Speeches, etc.

Margaret Thatcher

Speech (toast) at dinner for Portugese Prime Minister (Dr Mario Soares)

Document type: Speeches, interviews, etc.
Venue: No.10 Downing Street
Source: Thatcher Archive: speaking text
Editorial comments: Dinner was at 2000.
Importance ranking: Minor
Word count: 582
Themes: Trade, European Union (general), Foreign policy (Western Europe - non-EU)

TOAST FOR PORTUGUESE DINNER

Dr. Mario SoaresPrime Minister, you are welcome here tonight. I have the happiest memories of the many kindnesses shown to me in Portugal earlier this year.

You are, of course, no stranger to Britain. Not only have you come as Prime Minister of your country and as the leader of your party but in earlier days as an individual fighting in the struggle to restore democracy to your country.

On one of these visits, in this very room nearly eight years ago, you spoke of your certainty that, and I shall quote your words:

“the United Kingdom upholds a position of permanent and active solidarity with Portugal.”

Mr. Prime Minister, you can still enjoy that certainty. It has a long pedigree. Indeed it is an astonishingly long period of six centuries since the treaty of friendship was drawn up between our two countries. Even St. Paul 's here in London, where the treaty was signed, has been rebuilt. There have been very few constants over those years. But our alliance is one of them.

Our alliance had its origins, in the fourteenth century, in an already flourishing trading relationship. When I was in Portugal in April, I warned that British business had been [end p1] neglecting opportunities in Portugal and needed to be more aggressive. It appears that I was heeded. In recent months there have been substantial new investments including those in sugar refining and the paper industry.

There has also been a steady flow of Ministers and businessmen between our countries.

In July we welcomed your Secretary of State for Energy and his team who looked at our nuclear power engineering industry. A little later, Geoffrey Pattie travelled to Portugal with a group of businessmen with a special interest in computers and communications equipment. A trade mission, some 40-strong, sponsored by the London Chamber of Commerce and Lloyds Bank International, has just returned from Lisbon and Oporto. In a few days's time, a group of British companies will be in Portugal to offer our expertise and equipment in the increasingly important field of energy conservation.

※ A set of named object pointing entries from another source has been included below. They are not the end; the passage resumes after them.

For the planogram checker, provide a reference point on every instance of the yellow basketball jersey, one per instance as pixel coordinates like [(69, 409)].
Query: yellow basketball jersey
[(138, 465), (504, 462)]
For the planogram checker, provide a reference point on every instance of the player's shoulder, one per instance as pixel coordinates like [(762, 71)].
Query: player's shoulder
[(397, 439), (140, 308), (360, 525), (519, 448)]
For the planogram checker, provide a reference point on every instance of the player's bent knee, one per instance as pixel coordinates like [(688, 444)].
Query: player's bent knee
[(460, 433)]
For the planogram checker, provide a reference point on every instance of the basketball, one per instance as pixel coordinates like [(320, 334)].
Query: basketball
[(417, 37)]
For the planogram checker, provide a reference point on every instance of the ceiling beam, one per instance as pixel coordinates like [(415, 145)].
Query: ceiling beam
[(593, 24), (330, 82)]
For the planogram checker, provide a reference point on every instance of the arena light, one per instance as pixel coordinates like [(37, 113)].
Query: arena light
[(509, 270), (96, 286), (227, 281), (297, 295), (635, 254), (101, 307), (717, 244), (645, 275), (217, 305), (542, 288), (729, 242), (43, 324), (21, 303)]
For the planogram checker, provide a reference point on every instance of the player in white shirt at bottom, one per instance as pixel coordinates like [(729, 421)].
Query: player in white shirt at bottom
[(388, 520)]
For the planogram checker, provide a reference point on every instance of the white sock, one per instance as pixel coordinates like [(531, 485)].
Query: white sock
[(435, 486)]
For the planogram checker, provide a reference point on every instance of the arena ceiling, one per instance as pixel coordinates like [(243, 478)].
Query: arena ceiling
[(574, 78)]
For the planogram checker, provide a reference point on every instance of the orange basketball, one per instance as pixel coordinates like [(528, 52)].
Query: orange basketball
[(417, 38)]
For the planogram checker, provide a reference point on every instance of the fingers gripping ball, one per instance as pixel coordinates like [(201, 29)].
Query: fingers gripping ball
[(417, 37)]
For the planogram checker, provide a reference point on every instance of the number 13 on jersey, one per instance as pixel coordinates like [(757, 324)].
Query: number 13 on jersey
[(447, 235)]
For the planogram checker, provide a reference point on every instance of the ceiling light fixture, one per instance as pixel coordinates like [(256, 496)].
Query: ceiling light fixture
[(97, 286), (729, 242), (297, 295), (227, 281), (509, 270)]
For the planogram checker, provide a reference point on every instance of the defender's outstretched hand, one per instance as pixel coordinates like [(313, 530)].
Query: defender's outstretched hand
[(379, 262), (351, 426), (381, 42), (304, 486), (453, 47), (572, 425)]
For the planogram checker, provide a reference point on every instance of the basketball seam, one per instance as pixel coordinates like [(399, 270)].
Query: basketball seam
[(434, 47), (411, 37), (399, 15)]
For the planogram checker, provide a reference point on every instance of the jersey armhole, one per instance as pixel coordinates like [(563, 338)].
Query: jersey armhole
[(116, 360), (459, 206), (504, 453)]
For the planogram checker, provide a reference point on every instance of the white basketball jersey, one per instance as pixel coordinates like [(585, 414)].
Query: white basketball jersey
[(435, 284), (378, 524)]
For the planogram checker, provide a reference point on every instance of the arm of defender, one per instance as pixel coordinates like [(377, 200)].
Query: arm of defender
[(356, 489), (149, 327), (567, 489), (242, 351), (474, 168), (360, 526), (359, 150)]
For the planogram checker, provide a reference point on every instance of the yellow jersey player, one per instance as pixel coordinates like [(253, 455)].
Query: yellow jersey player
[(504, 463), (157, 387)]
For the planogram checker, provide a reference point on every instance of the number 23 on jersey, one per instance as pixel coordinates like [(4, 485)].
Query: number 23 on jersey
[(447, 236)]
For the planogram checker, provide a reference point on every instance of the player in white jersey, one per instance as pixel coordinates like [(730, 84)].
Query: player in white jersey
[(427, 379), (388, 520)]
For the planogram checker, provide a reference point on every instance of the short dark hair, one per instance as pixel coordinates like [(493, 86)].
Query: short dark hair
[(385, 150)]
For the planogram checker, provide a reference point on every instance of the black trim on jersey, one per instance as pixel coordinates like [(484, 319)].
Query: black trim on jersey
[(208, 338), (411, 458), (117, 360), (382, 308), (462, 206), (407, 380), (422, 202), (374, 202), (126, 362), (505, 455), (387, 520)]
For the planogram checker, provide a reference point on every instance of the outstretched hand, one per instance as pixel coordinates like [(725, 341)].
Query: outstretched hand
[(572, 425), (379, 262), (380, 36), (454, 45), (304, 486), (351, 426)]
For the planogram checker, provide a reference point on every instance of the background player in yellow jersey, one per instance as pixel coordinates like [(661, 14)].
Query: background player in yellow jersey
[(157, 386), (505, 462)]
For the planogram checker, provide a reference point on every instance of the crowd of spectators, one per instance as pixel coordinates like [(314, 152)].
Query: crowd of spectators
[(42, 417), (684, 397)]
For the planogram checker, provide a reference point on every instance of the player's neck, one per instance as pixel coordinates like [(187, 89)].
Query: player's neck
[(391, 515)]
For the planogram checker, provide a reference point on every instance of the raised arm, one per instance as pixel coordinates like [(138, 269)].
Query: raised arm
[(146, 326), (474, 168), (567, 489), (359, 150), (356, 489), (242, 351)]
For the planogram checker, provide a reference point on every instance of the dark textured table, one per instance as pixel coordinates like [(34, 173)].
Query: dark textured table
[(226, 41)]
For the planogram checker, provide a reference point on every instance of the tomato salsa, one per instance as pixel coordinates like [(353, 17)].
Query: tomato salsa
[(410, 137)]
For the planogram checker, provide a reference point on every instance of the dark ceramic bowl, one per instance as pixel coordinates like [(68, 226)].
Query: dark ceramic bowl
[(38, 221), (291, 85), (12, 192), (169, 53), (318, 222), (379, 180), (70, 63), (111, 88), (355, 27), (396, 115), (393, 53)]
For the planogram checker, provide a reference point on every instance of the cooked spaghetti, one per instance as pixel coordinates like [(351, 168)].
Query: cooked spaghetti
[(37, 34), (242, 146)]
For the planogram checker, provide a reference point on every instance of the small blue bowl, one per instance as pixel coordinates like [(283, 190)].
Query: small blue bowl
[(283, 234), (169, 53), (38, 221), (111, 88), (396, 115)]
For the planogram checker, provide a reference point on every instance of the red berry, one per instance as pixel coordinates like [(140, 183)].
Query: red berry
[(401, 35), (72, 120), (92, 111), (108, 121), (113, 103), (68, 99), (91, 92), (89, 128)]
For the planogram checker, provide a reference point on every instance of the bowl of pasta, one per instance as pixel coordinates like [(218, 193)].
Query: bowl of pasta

And the highest point of these exchanges will be reached next March when Her Majesty The Queen and The Duke of Edinburgh will be visiting Portugal.

The matter which I know is of vital concern to you at this time is the success of the negotiations for your membership of the Community. I know that the way has been hard, but this is not surprising. Simultaneously with the enlargement negotiations, the Community has been sorting out a [end p2] very complex set of budgetary problems, and setting a course for future development.

We hope that the solemn political statement signed in Dublin on 24 October will, as the Irish Prime Minister said on behalf of the Community, give the impetus necessary for us all to complete negotiations by the end of the year, so as to meet the date of 1 January 1986 for the new enlargement of the Community.

The overall prize for Europe of bringing your country and Spain into the fold of its most influential group of states is one which has been worth all the efforts which we and you have made to this end. You can be sure of our constant support in the last phase of the negotiations.

Mr. Prime Minister, we can look back on more than six hundred years of friendship and harmony. That is the gift of our forefathers. Our task is to ensure the continuation of that friendship and alliance.

I propose the toast of Gen Antonior Eanesthe President of the Portuguese Republic.